OU coach Lincoln Riley confirmed that Tuesday, not that it was any surprise. Williams had a lousy game at Baylor last week. It doesn’t make him a lousy quarterback but simply a young one with much still to learn about college football.
Williams remains the most precocious quarterback Riley has signed at OU, and so he remains Riley’s starter despite being replaced by Spencer Rattler for two second-half series of the Sooners’ 27-14 stumble in Waco.
Here is what we don’t know about Williams: How exactly he will respond to that benching.
Riley is pretty sure he knows.
“If you’re confident in what you do, then just because you don’t get the results you want one time, that doesn’t change that,” he said Tuesday. “If you are truly confident in who you are and truly believe in what you do, the people around you, the way you work… Confidence can’t be circumstantial. You either believe or you don’t.
“And I believe I’m got a room of guys that believe in themselves and believe in what they’re doing.”
This sounds a lot like what Riley said last year when he benched Rattler for two series of OU’s victory over Texas.
“If he was to mope or not handle it the right way, he’s not the guy who should be our starting quarterback,” Riley said then. “The starting quarterback has to have, not necessarily lowering your shoulder and running over guys, but there’s got to be toughness, a mental toughness of the guy at that position.”
Riley had faith that Rattler possessed the mentality to respond.
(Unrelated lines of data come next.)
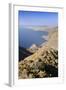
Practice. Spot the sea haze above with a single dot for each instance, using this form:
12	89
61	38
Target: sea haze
28	37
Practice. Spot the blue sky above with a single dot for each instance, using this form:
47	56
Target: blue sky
37	18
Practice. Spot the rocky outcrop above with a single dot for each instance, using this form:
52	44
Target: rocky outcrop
44	62
46	65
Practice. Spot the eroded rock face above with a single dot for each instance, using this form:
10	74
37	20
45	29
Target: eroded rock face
45	65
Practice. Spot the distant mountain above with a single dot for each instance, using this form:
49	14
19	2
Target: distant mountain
33	48
23	53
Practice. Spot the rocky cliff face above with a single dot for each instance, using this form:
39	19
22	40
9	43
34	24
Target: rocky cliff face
43	63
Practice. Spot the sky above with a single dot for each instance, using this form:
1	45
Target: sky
37	18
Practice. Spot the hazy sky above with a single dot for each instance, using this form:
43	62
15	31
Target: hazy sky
37	18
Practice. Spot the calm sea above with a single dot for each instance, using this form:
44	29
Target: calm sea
28	37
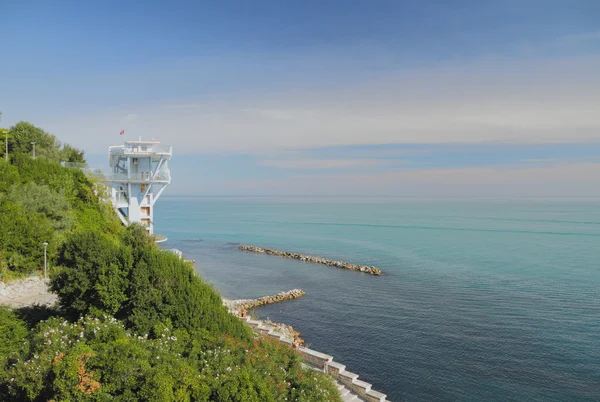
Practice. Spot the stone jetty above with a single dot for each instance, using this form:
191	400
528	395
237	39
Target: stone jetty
240	307
317	260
Rattler rewarded that faith by returning to the Texas game, helping OU win it, then helping OU win the next seven games and Big 12 Conference and Cotton Bowl championships.
Now Riley’s faith is tied to the quarterback he subbed in for Rattler during this year’s Texas game. The quarterback who stayed in through that game, then three more, then until 1:03 remained in the third quarter at Baylor.
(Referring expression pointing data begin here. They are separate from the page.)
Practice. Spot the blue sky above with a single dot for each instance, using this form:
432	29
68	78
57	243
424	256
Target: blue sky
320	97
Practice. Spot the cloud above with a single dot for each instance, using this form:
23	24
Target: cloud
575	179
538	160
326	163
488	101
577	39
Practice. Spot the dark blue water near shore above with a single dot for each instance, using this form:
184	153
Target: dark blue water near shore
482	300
So much went right for Williams against Texas, TCU, Kansas and Texas Tech. How did Baylor go so wrong?
“I think at times for him a little bit of frustration set in,” Riley said. “I think he was frustrated that he made a few mistakes and we weren’t playing well. Frustrated physically with not being able to grip the ball and throw the ball the way he typically does after getting his hand stepped on (by Baylor safety JT Woods at the end of Williams’ 19-yard run late in the second quarter).”
Williams’ hand, Riley reported Tuesday, is fine. We should expect it to be fine for Iowa State.
So we are left to wonder about Williams’ head, his psyche. How does he bounce back?
He must do so emphatically for two reasons.
First, the Sooners are 10 games into their season. Rattler was yanked Oct. 10 last year. He had time to gather himself and rebuild momentum both in that game and over that season. Williams does not have that benefit.
Nor does he have the benefit of Rattler’s support.
Williams’ offensive line isn’t as protective as Rattler’s was last year. Williams has running backs and receivers the caliber of Rattler’s, but the line’s inconsistency weighs down the whole attack.
That burdens Williams to make plays when they aren’t really there, like his 66-yard touchdown sprint against Texas or his 40-yard TD run at Kansas.
Williams carries a heavier load than Rattler did last year. Just look how the offense bogged down at Baylor when he did.
That makes Williams’ response to the benching different than Rattler’s. That and what’s obvious here: We are dealing with two different quarterbacks, two different young men.
What Riley must hope is the two mentalities are similar.
“He’s growing, he’s learning, and days like that, honestly, for his future and his development can be more valuable than any of the real, real fun ones like we’ve had,” Riley said of Williams, striking the same hopeful tone he did about Rattler a year ago. “I’m confident in him and the rest of our team.”